Anacoluthon – In rhetoric, a break or change in direction in a speech, often signaled by a dash. Example: “I was listening to the news – this man he’s a company director in London – the police arrested him.”
Anadiplosis – A word repeated for effect. Example: “Victory at all costs, victory in spite of all terror, victory however hard and long the road may be.”
Anticlimax – A descent from the elevated and important to the low and trivial. Example: “Here thou, Great Anna! whom three realms obey,/Dost sometimes counsel take-and sometimes Tea.”
Antithesis – A construction in which words are opposed, but balanced. Example: “For many are called, but few are chosen.”
Apostrophe – Rhetorically addressing someone or something that cannot respond, such as a dead person, a place, or an idea. Example: “O Liberty! What crimes are committed in thy name!”
Bathos – A term for ludicrous anticlimax. Example: “For God, for country, and for Acme Gasworks.”
Chiasmus – An inversion of the word order that creates a counter balancing effect in the second or the two linked phrases. Example: “One must eat to live, not live to eat.”
Dysphemism – The use of a negative or disparaging expression to describe something or someone, such as calling a Rolls Royce a jalopy. A cruel or offensive version is called a Cacophemism, such as using it for a person.
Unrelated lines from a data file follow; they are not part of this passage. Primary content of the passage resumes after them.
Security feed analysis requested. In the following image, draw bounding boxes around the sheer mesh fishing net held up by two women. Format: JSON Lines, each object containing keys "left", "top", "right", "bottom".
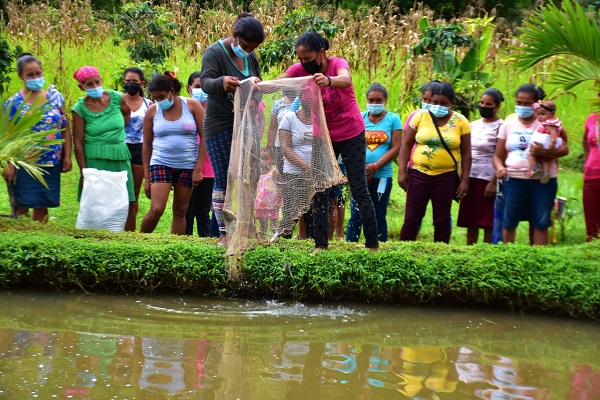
{"left": 223, "top": 77, "right": 346, "bottom": 254}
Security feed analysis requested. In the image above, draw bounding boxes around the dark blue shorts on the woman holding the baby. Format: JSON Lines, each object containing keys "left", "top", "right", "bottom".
{"left": 502, "top": 178, "right": 558, "bottom": 230}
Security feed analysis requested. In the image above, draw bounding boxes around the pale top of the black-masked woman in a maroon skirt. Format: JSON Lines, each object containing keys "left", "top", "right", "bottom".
{"left": 470, "top": 118, "right": 504, "bottom": 181}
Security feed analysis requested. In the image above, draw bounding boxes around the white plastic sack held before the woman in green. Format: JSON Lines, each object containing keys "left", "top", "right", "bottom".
{"left": 75, "top": 168, "right": 129, "bottom": 232}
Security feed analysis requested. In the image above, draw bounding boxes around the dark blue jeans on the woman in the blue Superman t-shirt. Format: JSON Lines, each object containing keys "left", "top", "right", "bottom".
{"left": 346, "top": 178, "right": 392, "bottom": 242}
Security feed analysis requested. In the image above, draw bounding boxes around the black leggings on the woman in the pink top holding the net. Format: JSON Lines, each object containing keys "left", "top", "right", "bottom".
{"left": 313, "top": 131, "right": 379, "bottom": 248}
Hendiadys – A term for two equal words joined by and, instead of one word with a modifier, or two words where one would have been enough. Example: (nice and warm for nicely warm, or gloom and doom).
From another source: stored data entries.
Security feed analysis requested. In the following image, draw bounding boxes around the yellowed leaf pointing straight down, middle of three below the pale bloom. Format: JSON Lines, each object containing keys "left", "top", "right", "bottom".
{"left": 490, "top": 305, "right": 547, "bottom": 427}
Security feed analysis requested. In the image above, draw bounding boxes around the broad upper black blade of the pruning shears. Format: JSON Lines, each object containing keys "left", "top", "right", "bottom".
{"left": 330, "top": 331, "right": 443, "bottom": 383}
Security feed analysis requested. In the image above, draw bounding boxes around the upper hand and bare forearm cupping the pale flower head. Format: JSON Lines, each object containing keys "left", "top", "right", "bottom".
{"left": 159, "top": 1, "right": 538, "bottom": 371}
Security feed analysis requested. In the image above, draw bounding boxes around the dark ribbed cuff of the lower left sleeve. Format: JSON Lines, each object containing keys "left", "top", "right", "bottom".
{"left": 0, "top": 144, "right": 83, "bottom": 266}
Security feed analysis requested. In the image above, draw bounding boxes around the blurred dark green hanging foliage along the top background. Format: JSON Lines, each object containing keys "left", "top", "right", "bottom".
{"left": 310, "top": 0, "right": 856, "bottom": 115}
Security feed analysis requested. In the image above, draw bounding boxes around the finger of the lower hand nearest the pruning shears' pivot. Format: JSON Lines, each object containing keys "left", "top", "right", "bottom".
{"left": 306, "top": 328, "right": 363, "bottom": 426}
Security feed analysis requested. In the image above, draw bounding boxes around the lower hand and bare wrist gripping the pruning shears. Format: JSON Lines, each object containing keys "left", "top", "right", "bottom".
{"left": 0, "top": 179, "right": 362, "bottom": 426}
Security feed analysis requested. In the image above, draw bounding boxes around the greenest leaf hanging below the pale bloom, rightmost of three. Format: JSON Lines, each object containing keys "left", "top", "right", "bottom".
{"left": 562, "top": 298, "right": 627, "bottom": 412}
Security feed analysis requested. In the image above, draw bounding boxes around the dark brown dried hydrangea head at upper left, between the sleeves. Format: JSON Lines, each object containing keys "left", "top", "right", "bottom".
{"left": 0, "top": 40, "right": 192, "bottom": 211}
Hyperbaton – The inversion of the usual or logical order of words, usually for emphasis, Example: This I really have to see.
Hyperbole – A term for exaggeration or overstatement, used for emphasis. Example: “I have a ton of books to read.”
Inversion – Used in speech where the normal word order of statements is turned around, for emphasis or to mark priority and eminence. Example: placing the adjective after its noun – (the body electric) or the placing of the grammatical subject after the verb (said she).
Litotes – A figure of speech by which an affirmation is made indirectly by denying its opposite, usually with the effect of understatement. Example: no mean feat – and – not adverse to a drink.
Synecdoche – A figure of speech by which something is referred to indirectly, by naming some part or constituent of it. Example: hands for manual labourers or the law for police officers.